Wednesday, February 19, 2020
The Minnesota Supreme Court declined to impose any active suspension of a second-offender attorney
The Director of the Office of Lawyers Professional Responsibility (Director) filed a petition for disciplinary action against respondent Daniel Martin Lieber. We appointed a referee. After a hearing, the referee determined that Lieber had negligently misappropriated client funds, commingled his own funds with client funds, willfully failed to maintain proper trust account books and records, and violated advertising rules. The referee found several aggravating factors, including that we had previously disbarred Lieber for, among other things, similar trust account related misconduct. The referee also found that Lieber’s personal stress, resulting from his daughter’s health problems, the health problems of other family members, and the death of his father-in-law, is a mitigating factor. The referee concluded, however, that this factor is insufficient to mitigate against the need for a suspension, and he recommended an 18-month suspension. Lieber challenges some of the referee’s findings and conclusions regarding mitigating and aggravating factors, and asserts that a 90-day stayed suspension is the appropriate discipline. The Director asks us to impose a suspension of at least 3 years. We conclude that in light of the substantial mitigation, the appropriate discipline for Lieber’s misconduct is a stayed disbarment.

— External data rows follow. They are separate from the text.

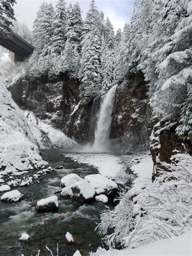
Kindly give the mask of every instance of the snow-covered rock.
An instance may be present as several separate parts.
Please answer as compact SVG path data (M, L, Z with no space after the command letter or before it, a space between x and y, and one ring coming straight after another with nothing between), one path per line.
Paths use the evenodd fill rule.
M104 203L107 203L108 202L108 198L105 195L100 195L95 197L95 200L97 201L101 201Z
M83 202L91 200L95 193L94 187L91 184L85 181L80 181L64 187L61 194L66 199L73 199Z
M105 176L100 174L92 174L85 177L85 180L94 187L97 195L104 194L106 196L112 196L117 189L117 184Z
M29 236L28 234L23 233L21 237L19 237L19 240L21 241L22 241L23 242L24 242L25 241L28 241L29 238L30 238L30 237Z
M9 191L11 190L11 187L8 185L1 185L0 186L0 192L4 191Z
M23 171L45 168L36 141L26 118L0 80L0 174L13 170Z
M38 211L46 213L58 211L59 209L58 197L52 196L39 200L37 202L36 209Z
M73 256L81 256L81 254L80 254L79 250L77 250Z
M17 202L21 200L23 196L23 195L18 190L12 190L3 194L1 197L1 200L5 201Z
M83 179L75 173L70 173L61 179L61 185L62 187L70 186L76 181L83 181Z
M69 232L66 232L66 234L65 235L65 237L68 241L68 243L71 243L74 242L74 240L73 238L72 235L71 234L70 234Z

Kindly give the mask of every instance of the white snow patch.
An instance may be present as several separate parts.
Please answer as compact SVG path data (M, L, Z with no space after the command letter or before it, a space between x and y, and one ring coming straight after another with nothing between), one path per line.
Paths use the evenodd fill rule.
M1 197L1 200L10 200L14 202L17 202L20 199L23 195L21 194L18 190L12 190L5 193Z
M74 241L72 235L71 234L70 234L69 232L66 232L66 234L65 235L65 237L69 243L73 243Z
M69 148L77 144L76 142L67 137L60 130L55 129L48 123L48 120L43 122L29 110L25 111L24 114L41 149Z
M27 241L29 238L30 238L30 237L29 236L28 234L23 233L21 237L19 237L19 240L21 240L21 241Z
M152 243L135 249L107 251L99 248L93 256L190 256L192 255L191 232L187 232L179 237ZM91 254L92 255L92 254Z
M85 199L92 198L95 195L95 189L93 186L85 181L80 181L75 182L72 185L64 187L61 194L62 196L69 195L72 197L73 195L78 196L78 194L74 194L72 188L77 187L79 189L79 193Z
M63 186L67 187L68 186L70 186L76 181L83 181L83 179L75 173L70 173L64 176L61 179L61 184Z
M140 163L131 167L135 174L141 178L151 178L153 168L153 162L150 155L146 155Z
M104 193L105 191L117 189L117 184L100 174L92 174L85 177L85 180L90 183L95 188L97 194Z
M70 153L64 155L78 163L94 166L102 175L107 177L114 177L123 169L120 158L113 155Z
M81 254L80 254L79 250L77 250L73 256L81 256Z
M41 199L37 202L36 208L38 209L40 206L43 206L49 203L54 203L56 207L58 207L58 198L57 196L52 196L47 198Z
M48 163L39 154L26 118L0 79L0 174L39 169Z
M97 201L101 201L104 203L107 203L108 202L108 198L105 195L100 195L95 197L95 200Z
M8 185L1 185L0 186L0 192L11 190L11 187Z

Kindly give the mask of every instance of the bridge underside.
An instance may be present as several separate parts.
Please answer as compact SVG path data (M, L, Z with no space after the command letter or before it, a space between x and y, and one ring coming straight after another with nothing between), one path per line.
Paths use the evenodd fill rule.
M15 54L11 57L13 61L21 61L32 54L34 47L14 32L11 34L12 37L6 38L0 34L0 45Z

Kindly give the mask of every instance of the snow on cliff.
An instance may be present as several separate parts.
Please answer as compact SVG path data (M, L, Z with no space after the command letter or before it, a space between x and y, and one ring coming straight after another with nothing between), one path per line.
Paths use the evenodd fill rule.
M66 136L60 130L55 129L46 123L46 120L43 122L36 117L32 111L26 110L24 114L33 135L41 149L69 148L77 144L74 140Z
M0 174L45 167L26 118L0 80Z

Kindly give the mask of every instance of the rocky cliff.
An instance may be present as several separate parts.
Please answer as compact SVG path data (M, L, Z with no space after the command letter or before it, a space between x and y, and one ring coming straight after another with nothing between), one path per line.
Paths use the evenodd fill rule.
M66 75L63 75L56 81L50 81L47 77L42 77L37 81L25 77L17 80L9 90L20 106L32 111L44 122L83 143L94 139L100 97L86 106L82 105L79 85L78 80ZM151 121L149 101L147 84L141 72L130 74L117 86L110 137L118 145L119 152L129 153L149 149L149 137L157 120ZM161 161L169 162L173 150L183 148L182 142L175 135L177 124L169 123L167 125L167 123L159 123L159 125L155 126L154 138L151 137L151 149L155 165L157 155ZM159 131L158 136L156 130ZM154 142L154 138L160 142L161 147L158 148L158 152L157 147L154 149L151 147L156 143Z
M111 136L123 151L148 148L149 122L147 84L143 73L132 73L117 87Z

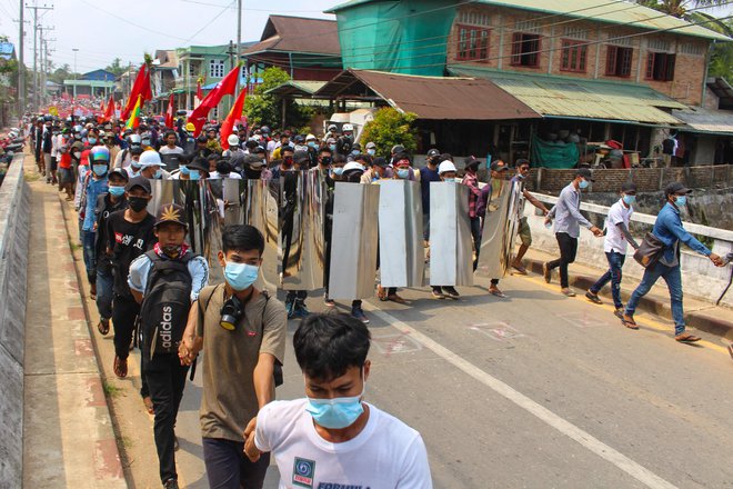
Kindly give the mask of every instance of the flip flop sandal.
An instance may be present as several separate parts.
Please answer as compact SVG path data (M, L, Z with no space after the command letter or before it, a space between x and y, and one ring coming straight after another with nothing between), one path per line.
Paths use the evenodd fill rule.
M694 343L695 341L700 341L702 338L696 337L694 335L682 335L674 337L675 341L680 341L681 343Z

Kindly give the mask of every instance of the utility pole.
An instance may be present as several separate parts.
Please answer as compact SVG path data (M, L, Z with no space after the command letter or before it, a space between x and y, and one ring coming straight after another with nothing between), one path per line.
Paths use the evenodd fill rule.
M38 21L39 21L39 10L53 10L53 7L38 7L38 6L26 6L27 9L33 11L33 106L38 109L39 106L39 93L38 93ZM42 12L41 14L43 14ZM22 26L22 23L21 23Z

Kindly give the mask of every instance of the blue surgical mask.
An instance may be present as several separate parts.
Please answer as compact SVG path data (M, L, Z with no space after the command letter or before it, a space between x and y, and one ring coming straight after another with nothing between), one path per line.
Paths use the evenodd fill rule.
M112 187L109 188L110 196L122 197L124 196L124 187Z
M92 171L97 177L103 177L107 173L107 163L92 166Z
M364 382L364 390L366 382ZM335 399L314 399L308 398L305 410L310 412L319 426L323 428L340 430L348 428L364 412L361 405L361 398L364 395L362 390L360 396L343 397Z
M227 262L224 267L224 278L229 287L238 292L247 290L255 281L260 275L260 268L248 263L232 263Z

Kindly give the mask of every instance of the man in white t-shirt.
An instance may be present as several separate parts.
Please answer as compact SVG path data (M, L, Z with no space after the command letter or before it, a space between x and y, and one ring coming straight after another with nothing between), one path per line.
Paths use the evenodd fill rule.
M363 401L370 340L347 315L311 315L295 331L308 398L267 405L244 431L250 460L274 456L281 489L432 488L420 433Z
M639 244L629 232L631 214L634 213L632 204L636 201L636 186L627 182L621 187L621 199L609 210L605 218L606 234L603 240L603 251L609 260L609 270L585 292L585 297L594 303L603 303L599 291L611 282L611 295L615 306L616 317L623 317L623 302L621 302L621 269L626 259L626 241L636 249Z

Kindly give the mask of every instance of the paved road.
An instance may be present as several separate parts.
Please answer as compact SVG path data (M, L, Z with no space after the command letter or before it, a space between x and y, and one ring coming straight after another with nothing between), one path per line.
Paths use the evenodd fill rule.
M422 432L436 488L733 487L733 365L720 339L677 345L669 321L649 315L627 330L611 307L564 298L538 276L503 280L503 300L485 286L462 289L460 301L424 289L404 291L411 307L365 306L374 338L366 399ZM138 370L113 379L111 337L94 335L120 389L112 410L125 475L131 487L159 487ZM189 488L208 487L200 381L187 387L177 427ZM289 345L278 397L300 396ZM268 487L277 480L273 468Z

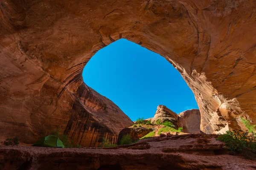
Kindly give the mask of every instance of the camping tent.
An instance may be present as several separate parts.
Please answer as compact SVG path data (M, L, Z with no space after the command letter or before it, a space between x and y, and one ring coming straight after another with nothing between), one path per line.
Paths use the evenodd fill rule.
M41 147L64 147L61 141L54 135L49 135L42 138L34 143L32 146Z

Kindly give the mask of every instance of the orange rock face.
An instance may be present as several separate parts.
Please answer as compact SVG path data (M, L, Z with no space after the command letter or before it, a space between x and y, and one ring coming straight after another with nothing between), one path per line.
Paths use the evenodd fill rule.
M217 135L154 137L111 147L0 147L1 170L251 170L256 161L230 155Z
M200 133L201 115L198 109L188 110L178 114L179 127L183 132L189 133Z
M180 71L195 95L202 131L240 128L240 116L256 123L256 6L254 0L2 0L0 138L32 142L58 128L84 146L96 145L100 136L114 141L132 122L84 84L81 73L97 51L121 38Z

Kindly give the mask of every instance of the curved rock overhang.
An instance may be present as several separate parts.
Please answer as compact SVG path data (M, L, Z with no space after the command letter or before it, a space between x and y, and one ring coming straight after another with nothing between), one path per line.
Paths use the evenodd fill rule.
M96 126L102 132L90 134L112 132L114 140L130 120L119 122L122 111L81 73L98 50L122 38L179 71L195 95L203 132L240 128L240 116L255 123L255 6L253 0L1 0L0 136L33 141L58 128L81 142L82 132Z

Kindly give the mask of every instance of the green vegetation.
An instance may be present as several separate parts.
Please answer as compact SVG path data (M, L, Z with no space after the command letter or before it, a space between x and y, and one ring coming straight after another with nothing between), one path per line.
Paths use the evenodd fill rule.
M106 139L106 138L103 138L102 139L102 143L99 145L98 146L98 147L112 147L115 146L116 146L116 145L111 144L111 142L109 142L108 140L107 140Z
M51 132L49 135L55 135L58 136L66 148L81 147L81 146L79 144L76 145L75 142L69 138L67 135L64 133L61 134L60 131L60 129L55 129Z
M124 136L121 139L120 142L120 144L132 144L132 141L131 141L131 137L130 134L128 134Z
M162 128L158 130L158 134L160 135L161 133L161 132L182 132L182 128L179 128L177 129L175 129L173 128L169 127L168 126L166 126L163 128Z
M3 145L5 146L17 146L19 143L19 139L17 138L7 138L3 142Z
M248 130L250 133L255 133L255 127L256 125L251 125L250 122L249 120L246 120L243 117L241 117L242 123L248 129Z
M162 125L162 122L161 122L161 120L160 119L158 119L156 121L156 124L157 125Z
M143 118L143 117L142 117L141 118L139 117L139 119L137 119L137 120L136 120L136 122L138 124L145 124L145 122L144 122L144 118Z
M246 159L255 159L256 158L256 137L253 132L249 133L241 130L227 131L216 139L225 142L227 149L233 154L241 153Z
M169 121L165 121L165 122L163 123L162 125L170 128L174 128L175 127L175 126L173 125L172 123Z
M147 139L151 138L154 136L155 133L156 132L155 132L154 131L150 132L148 133L146 135L140 138L140 139Z

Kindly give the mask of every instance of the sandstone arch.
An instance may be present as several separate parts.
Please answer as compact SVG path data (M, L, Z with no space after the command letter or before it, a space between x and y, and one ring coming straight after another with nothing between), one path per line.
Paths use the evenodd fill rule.
M203 132L240 128L240 116L255 123L256 5L2 0L0 138L35 139L58 124L85 146L96 144L99 134L114 142L116 131L132 123L124 116L126 122L111 127L118 121L113 116L122 111L84 84L81 72L98 50L121 38L159 54L178 69L195 95ZM88 130L90 143L83 143Z

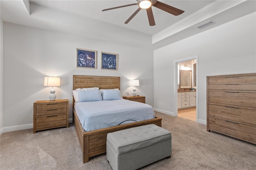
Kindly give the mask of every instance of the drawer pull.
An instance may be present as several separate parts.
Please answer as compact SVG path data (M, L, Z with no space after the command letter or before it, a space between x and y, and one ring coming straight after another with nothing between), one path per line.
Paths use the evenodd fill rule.
M56 111L57 110L58 110L58 109L47 110L47 111Z
M238 123L236 123L235 122L231 122L230 121L225 121L227 122L229 122L230 123L234 123L235 124L237 124L237 125L239 125L239 124Z
M228 107L229 108L233 108L233 109L239 109L239 107L232 107L231 106L225 106L226 107Z
M46 117L56 117L56 116L58 116L58 115L52 115L52 116L47 116Z

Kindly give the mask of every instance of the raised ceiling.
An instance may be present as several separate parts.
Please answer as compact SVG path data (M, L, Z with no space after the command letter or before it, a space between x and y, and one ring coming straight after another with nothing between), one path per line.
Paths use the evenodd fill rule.
M156 25L150 26L142 10L128 24L124 22L138 5L102 12L104 9L136 3L123 0L1 0L4 21L57 31L84 35L94 38L123 36L132 41L150 37L150 43L168 43L198 34L255 12L255 1L161 0L185 11L174 16L152 7ZM215 24L202 29L194 28L208 20ZM130 38L131 40L128 40ZM147 38L146 38L146 39Z

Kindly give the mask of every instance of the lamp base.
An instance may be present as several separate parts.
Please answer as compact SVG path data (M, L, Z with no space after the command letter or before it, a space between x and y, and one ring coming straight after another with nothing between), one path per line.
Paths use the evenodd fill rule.
M50 91L50 93L51 93L51 94L49 96L50 100L55 100L55 99L56 99L56 95L54 94L55 93L55 90L53 88L53 87L52 87L52 89L51 89L51 90Z
M133 92L132 92L132 95L133 96L136 96L137 95L137 93L136 93L136 89L132 89Z

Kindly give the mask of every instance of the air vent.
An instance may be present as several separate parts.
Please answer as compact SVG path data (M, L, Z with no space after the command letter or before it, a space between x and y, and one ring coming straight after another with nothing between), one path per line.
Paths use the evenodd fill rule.
M200 25L199 25L195 27L195 28L202 29L204 28L206 26L209 26L210 25L212 25L213 24L215 23L215 22L214 22L213 21L209 20L209 21L207 21L206 22L204 22L203 24L201 24Z

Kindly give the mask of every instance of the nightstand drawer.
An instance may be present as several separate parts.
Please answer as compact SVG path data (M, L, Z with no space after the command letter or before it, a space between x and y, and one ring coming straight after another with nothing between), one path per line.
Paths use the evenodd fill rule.
M55 109L62 109L66 107L66 103L49 103L44 105L36 105L36 111Z
M33 133L63 127L68 127L68 100L40 101L34 103Z
M54 114L65 113L67 113L67 109L59 109L45 110L43 111L37 111L36 116L40 116L47 115L52 115Z
M49 128L67 124L66 115L52 115L36 118L36 128Z

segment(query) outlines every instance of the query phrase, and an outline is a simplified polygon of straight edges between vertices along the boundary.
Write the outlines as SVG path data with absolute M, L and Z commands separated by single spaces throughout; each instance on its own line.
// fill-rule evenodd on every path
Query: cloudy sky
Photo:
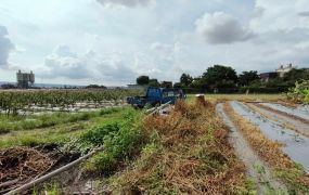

The attorney has a "significant discipline history."
After his first major offense had led to disbarment in 2005
We reinstated Lieber to the practice of law on July 31, 2013, and placed him on probation for 3 years.
We conclude that the referee clearly erred in determining that, because Lieber’s extreme stress was not the cause of his misconduct, it was not a substantial mitigating factor.
Noting that the misconduct would likely draw a non-suspensory sanction but that most cases do not involve disbarred and reinstated lawyers.
Stayed discipline is unusual but this is an unusual case. Indeed, we anticipate that it is the only one of its kind. We expect not to see again a disbarred attorney who, after reinstatement, commits further misconduct. Under our inherent authority to regulate the practice of law, we conclude that if we later determine that Lieber has committed other misconduct, no matter how minor, he can expect that the stay will end and he will be disbarred without the opportunity to apply for reinstatement.